Georgann Eubanks is the recipient of the 2022 Paul Green Prize for her essay “Paul Green: A Professor of the Practice of Playwriting.” The Paul Green Prize is sponsored by the Paul Green Foundation to encourage content relating to Paul Green (1894–1981), a Pulitzer Prize playwright and social activist, as well as a former UNC Chapel Hill professor. As Executive Director of the Paul Green Foundation, Eubanks did not accept the honorarium provided by the Foundation, allowing NCLR to use the full funding from the Foundation for the graphic design of the essay, which will open the 2022 print issue.

The author of several books, most recently Saving the Wild South (University of North Carolina Press, 2021)Eubanks is a founder of the North Carolina Writers’ Network and has taught at public schools, prisons, and in corporate settings.
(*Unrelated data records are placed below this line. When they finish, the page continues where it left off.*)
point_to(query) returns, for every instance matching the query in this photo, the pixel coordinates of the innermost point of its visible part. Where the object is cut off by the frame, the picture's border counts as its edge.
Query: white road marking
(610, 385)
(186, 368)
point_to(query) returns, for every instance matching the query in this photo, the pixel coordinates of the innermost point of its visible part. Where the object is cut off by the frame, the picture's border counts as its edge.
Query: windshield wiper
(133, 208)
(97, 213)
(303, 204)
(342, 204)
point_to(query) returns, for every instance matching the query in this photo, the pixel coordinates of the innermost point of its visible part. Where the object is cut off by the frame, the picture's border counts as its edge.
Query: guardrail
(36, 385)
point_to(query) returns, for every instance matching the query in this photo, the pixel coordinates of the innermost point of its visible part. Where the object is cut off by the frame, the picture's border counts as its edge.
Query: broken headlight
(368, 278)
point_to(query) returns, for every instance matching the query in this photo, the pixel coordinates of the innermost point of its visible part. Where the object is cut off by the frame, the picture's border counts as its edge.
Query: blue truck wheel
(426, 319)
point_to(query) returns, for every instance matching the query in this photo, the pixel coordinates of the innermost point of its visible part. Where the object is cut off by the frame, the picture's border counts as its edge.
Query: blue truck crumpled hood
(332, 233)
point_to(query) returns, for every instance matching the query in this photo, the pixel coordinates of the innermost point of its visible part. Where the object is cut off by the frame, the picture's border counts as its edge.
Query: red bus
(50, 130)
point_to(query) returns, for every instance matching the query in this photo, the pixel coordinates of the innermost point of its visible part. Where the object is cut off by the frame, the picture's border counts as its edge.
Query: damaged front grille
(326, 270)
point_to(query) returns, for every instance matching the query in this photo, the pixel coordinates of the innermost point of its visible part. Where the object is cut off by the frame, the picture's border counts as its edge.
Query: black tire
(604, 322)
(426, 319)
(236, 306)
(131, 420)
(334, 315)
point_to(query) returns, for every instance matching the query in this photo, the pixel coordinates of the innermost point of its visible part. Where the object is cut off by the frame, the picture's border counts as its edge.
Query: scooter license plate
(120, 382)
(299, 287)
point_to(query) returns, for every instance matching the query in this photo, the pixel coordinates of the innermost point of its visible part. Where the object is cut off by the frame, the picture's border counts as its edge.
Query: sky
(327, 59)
She is currently editing a collection of essays about Paul Green.
Marian Janssen is the winner of the 2022 John Ehle Prize competition for her essay, “Carolyn Kizer: Flamboyant Feminist at Chapel Hill.” The annual John Ehle Prize is sponsored by Press 53 of Winston-Salem to recognize NCLR essays on or interviews with North Carolina writers who have not received the critical attention their writing warrants.

The subject of Janssen’s essay, Carolyn Kizer (1923–2014), another Pulitzer Prize winner, was a critically acclaimed poet and trailblazing feminist. Kizer’s books include the acclaimed poetry collection Pro Femina (2000). Janssen’s essay explores the poet’s brief tenure at UNC Chapel Hill in the early 1970s and details her relationships with other North Carolina writers as well as her efforts of expanding feminism in the Chapel Hill area and beyond. University of North Georgia Professor Tanya Long Bennett selected Janssen’s essay from the qualifying 2022 issue content, praising the author for “bring[ing] the poet and her era to life for contemporary readers and, through its own electric prose, remind[ing] us that a gifted writer and thinker like Kizer can illuminate and colorize the often-banal world.”

Marian Janssen received her PhD from Radboud University Nijmegen. Her books include The Kenyon Review 1939-1970: A Critical History (Louisiana State University Press, 1990) and Not at All What One Is Used To: The Life and Times of Isabella Gardner (University of Missouri Press, 2010). She is currently writing a biography of Carolyn Kizer.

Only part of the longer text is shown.